Con il passare dei decenni, tuttavia, la visibilità di questo sport si era affievolita, rischiando di diventare una pratica relegata a pochi appassionati o a contesti ristretti. “PallaPigna” interviene proprio su questo fronte, cercando di restituire centralità e valore pubblico a una tradizione che rappresenta un patrimonio collettivo della comunità sanremese.
Tradizione e apertura ai giovani
Ciò che contraddistingue il progetto “PallaPigna” è la volontà di coniugare il rispetto della tradizione con l’apertura verso le generazioni più giovani. Questo approccio riconosce che lo sport ha bisogno di linfa nuova per continuare a vivere e prosperare, senza tuttavia disperdere i valori e la storia che lo caratterizzano.
Le due serate dedicate all’evento non rappresentano dunque una semplice rievocazione nostalgica, ma un’occasione concreta per far conoscere la pallapugno a chi forse non ha mai avuto modo di approfondirne le regole, la tecnica e l’importanza culturale.
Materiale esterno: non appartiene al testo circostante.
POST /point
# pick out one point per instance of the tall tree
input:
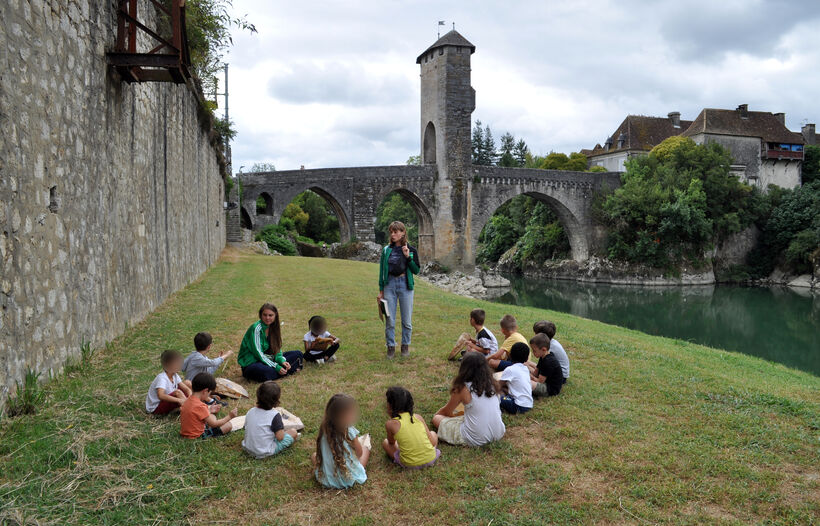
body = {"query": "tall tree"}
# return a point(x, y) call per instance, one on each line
point(520, 152)
point(490, 154)
point(478, 144)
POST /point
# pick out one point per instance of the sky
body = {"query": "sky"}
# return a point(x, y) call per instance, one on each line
point(327, 84)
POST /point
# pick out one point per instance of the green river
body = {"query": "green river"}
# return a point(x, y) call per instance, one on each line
point(777, 324)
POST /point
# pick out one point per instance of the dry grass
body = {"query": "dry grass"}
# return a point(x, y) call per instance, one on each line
point(648, 431)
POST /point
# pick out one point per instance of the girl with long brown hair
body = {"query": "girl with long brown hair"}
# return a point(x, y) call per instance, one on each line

Attraverso la piazza Nota, cuore pulsante della vita urbana sanremese, il progetto sceglie un luogo carico di significato simbolico, dove tradizionalmente avvenivano incontri e momenti di condivisione.
La scelta della location non è casuale: la piazza rappresenta lo spazio pubblico per eccellenza, quello dove una comunità può riconoscersi e costruire memoria collettiva. Rivitalizzare questo spazio con un evento legato alla pallapugno significa riportare alla luce un pezzo di identità territoriale che merita di essere celebrato e trasmesso alle generazioni future.
Prospettive future
L’iniziativa “PallaPigna” si inserisce in un contesto più ampio di riscoperta del patrimonio culturale e sportivo immateriale della Riviera di ponente. Progetti di questo tipo rispondono a un’esigenza sempre più sentita: quella di riconnettere le comunità urbane con le proprie radici storiche, contrastando una tendenza all’omologazione culturale che caratterizza molti contesti contemporanei.
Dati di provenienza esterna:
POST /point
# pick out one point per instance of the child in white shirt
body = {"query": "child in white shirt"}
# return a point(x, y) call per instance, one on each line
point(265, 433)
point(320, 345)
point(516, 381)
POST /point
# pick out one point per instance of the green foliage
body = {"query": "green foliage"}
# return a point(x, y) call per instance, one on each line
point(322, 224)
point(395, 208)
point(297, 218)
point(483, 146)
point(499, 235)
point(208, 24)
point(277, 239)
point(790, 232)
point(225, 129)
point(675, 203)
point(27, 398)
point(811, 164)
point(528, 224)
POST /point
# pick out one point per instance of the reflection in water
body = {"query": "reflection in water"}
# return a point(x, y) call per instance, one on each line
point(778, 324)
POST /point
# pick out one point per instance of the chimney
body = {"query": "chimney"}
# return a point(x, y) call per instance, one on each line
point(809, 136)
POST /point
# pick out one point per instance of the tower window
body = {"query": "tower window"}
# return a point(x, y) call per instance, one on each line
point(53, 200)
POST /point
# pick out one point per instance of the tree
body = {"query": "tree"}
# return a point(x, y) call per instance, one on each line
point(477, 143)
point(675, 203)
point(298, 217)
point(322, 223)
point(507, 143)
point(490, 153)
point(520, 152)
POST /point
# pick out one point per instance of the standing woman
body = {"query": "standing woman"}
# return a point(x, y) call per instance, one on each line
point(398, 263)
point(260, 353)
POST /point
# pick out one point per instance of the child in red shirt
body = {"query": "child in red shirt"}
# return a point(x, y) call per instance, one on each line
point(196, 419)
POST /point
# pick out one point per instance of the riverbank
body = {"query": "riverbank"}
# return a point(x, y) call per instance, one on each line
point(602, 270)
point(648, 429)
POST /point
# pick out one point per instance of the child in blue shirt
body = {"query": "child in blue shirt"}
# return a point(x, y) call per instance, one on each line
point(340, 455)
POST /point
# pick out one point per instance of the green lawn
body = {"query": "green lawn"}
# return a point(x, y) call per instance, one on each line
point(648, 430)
Le due serate programmate a piazza Nota potrebbero costituire un primo passo verso una valorizzazione più sistematica della pallapugno nel panorama degli eventi culturali e sportivi sanremesi. Se accolta positivamente dalla comunità, l’iniziativa potrebbe ispirare ulteriori appuntamenti e progetti dedicati non solo a questo sport, ma più in generale al patrimonio tradizionale locale. In questo modo, Sanremo confermrebbe il suo ruolo come custode di identità culturali significative, capace di onorare il passato mentre costruisce il futuro.